James Cary Brabham (born August 11, 1970) is an American former professional football player who was a safety for the Los Angeles Raiders of the National Football League (NFL) in 1994. He played college football for the SMU Mustangs. Brabham appeared on the cover of Madden NFL '96, along with Gordon Laro of the Jacksonville Jaguars.

==Early life==
James Cary Brabham was born on August 11, 1970, in Longview, Texas. He played high school football at Hughes Springs High School in Hughes Springs, Texas, as a fullback and safety. As a senior in 1988, he rushed 311 times for 2,630 yards and 44 touchdowns as the team finished with the best record in school history (12–1–1). His 44 touchdowns were the ninth most all-time in the country. Brabham was named all-district on both offense and defense. He also earned Associated Press all-state and Texas Offensive Player of the Year honors. His No. 40 jersey was retired by Hughes Springs High in 1993.

==College career==
Brabham played college football at Southern Methodist University, where he was a four-year letterman and four-year starter at safety for the SMU Mustangs from 1989 to 1992. He garnered All-Southwest Conference and Academic All-American recognition during his college career. Through his first three seasons, he was the Mustangs' second-leading tackler behind Bill Kiely but only had two interceptions. In October 1992, Brabham noted that he "was in position for nine interceptions last year, but I dropped all of them but one." However, his production increased during his 1992 senior season as he finished with a career-high six interceptions.

==Professional career==
After going undrafted in the 1993 NFL draft, 10 NFL teams offered Brabham a contract. He decided to accept the Los Angeles Raiders' offer, knowing that they were thin at safety after the trade of Ronnie Lott. Brabham was the first person from Hughes Springs High School to sign an NFL contract. He played in all four preseason games for the Raiders but was released during final roster cuts before the start of the regular season. He re-signed with the Raiders on April 18, 1994. Brabham was later released again on August 28, but signed to the team's practice squad the next day. He was promoted to the active roster on November 11 and played in the final seven games of the regular season, posting four tackles on special teams and one solo tackle on defense.

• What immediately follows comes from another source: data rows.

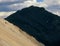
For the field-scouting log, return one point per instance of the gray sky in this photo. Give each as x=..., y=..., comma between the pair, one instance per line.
x=10, y=6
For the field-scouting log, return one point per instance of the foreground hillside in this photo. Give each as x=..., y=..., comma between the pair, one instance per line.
x=39, y=23
x=11, y=35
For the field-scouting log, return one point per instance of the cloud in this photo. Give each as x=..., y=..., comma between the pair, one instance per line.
x=5, y=14
x=14, y=5
x=53, y=6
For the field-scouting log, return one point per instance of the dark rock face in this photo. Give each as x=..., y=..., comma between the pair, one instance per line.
x=39, y=23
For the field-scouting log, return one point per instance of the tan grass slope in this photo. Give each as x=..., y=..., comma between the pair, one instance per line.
x=11, y=35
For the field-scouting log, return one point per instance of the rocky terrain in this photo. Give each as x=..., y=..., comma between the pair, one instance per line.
x=39, y=23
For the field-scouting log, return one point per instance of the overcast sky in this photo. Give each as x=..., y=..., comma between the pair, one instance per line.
x=10, y=6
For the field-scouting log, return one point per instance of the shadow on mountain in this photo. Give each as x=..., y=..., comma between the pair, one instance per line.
x=39, y=23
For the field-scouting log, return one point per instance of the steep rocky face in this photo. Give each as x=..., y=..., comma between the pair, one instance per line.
x=39, y=23
x=11, y=35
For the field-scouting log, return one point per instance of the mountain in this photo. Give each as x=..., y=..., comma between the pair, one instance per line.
x=11, y=35
x=39, y=23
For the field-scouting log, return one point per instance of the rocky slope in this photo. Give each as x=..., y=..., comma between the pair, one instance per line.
x=11, y=35
x=39, y=23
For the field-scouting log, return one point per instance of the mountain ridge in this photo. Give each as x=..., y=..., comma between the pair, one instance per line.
x=41, y=24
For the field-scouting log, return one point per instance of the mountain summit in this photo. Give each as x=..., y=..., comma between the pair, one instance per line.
x=39, y=23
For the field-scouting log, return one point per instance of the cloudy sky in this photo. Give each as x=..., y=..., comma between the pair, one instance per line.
x=8, y=7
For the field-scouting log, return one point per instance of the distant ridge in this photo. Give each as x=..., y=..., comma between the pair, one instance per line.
x=39, y=23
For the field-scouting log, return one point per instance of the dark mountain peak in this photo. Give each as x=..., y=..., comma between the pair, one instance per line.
x=39, y=23
x=32, y=9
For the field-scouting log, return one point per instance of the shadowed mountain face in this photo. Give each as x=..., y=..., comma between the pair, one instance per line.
x=39, y=23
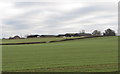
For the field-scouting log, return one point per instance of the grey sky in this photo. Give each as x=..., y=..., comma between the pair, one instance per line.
x=23, y=18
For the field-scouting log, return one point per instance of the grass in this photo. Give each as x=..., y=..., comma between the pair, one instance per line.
x=34, y=39
x=85, y=55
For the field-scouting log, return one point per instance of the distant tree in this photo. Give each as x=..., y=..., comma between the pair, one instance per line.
x=96, y=33
x=109, y=32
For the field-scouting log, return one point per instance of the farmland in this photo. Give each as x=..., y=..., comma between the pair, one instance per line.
x=84, y=55
x=35, y=39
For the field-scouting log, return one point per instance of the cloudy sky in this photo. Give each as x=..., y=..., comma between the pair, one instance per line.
x=23, y=18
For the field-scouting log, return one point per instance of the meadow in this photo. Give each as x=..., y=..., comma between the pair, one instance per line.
x=98, y=54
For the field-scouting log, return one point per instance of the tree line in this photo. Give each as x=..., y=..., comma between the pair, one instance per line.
x=107, y=32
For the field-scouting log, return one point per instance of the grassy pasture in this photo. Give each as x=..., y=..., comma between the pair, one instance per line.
x=84, y=55
x=34, y=39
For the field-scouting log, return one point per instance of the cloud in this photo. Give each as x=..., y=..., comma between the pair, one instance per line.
x=22, y=18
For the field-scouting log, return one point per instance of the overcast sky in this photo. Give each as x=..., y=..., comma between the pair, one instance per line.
x=23, y=18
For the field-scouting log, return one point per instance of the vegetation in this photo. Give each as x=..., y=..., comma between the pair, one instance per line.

On February 15, 1995, Brabham was selected by the Carolina Panthers with the 20th pick of the 1995 NFL expansion draft. He was released on August 16, 1995. Although he was little known, Brabham appeared on the cover of Madden NFL '96, tackling Gordon Laro of the Jacksonville Jaguars. They are depicted in a generic action shot of the 1995 Pro Football Hall of Fame Game, an exhibition contest which was the first game in franchise history for both expansion teams. Brabham and Laro were also wearing the same jersey number (#40). Brabham later said that he had no idea he was on the cover, stating "It was probably a year later, and I was in a store, and go, ‘Wow. Look, there I am."

Brabham signed with the Green Bay Packers in 1996. However, he later tore his groin and was released with an injury settlement on August 19, 1996. Afterward, the Raiders reportedly offered him an opportunity to play in NFL Europe but Brabham decided to retire from pro football.

==Personal life==
Brabham later ran an online wholesaler called Jubilee Collection, which sold lights for children's rooms.